In this post we will review simple methods to quickly analyze JSON and text data using bash CLIs and pipelines. While these methods might lack some of the abilities that we can find in more complex GO/JavaScript/python code, they have a great advantage of quickly grepping a piece of information we're looking for.
For this post we will use an input file containing list of HTTP requests, for example:
JSON Parsing
This first thing we want to do it to use the `jq` command to get this as a parsed JSON.
cat data.json | jq
Next, lets get only the source IPs from the file:
cat data.json | jq '.[].SourceIp'
Count and Sort
Let's get unique count of requests per IP sorted by count.
cat data.json | jq '.[].SourceIp' | sort | uniq -c | sort -n
Text Parsing
Let's get the methods usage in the HTTP request.
cat data.json | jq '.[].HttpRequest'
Now split the text by the first space and get only the first part, then remove the first character (the quotes). Then use the previous method to count per method.
cat data.json | jq '.[].HttpRequest' | awk -F' ' '{print $1}' | cut -c2-1000 | sort | uniq -c | sort -n
We can do the same to get only the HTTP path.
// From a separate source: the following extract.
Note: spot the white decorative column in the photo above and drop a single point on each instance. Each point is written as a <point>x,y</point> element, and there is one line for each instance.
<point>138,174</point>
cat data.json | jq '.[].HttpRequest' | awk -F' ' '{print $2}' | sort | uniq -c | sort -n
Grep Area
What if we want to get transactions only for a specific IP?
We use the grep -A, -B, -C flags.
-A = get also one line after the located text
-B = get also one line before the located text
-C = get also one line before and after the located text
cat data.json | jq | grep -B1 46.117.105.66
Now we analyze the transactions for this IP like we've done before:
cat data.json | jq | grep -B1 46.117.105.66 | grep HttpRequest | awk -F ' ' '{print $3}' | sort | uniq -c | sort -n
Final Note
In this post we're had a taste of the power of bash piping.
I highly recommend experimenting with these CLIs since you can do in a few seconds things that would otherwise take you much longer.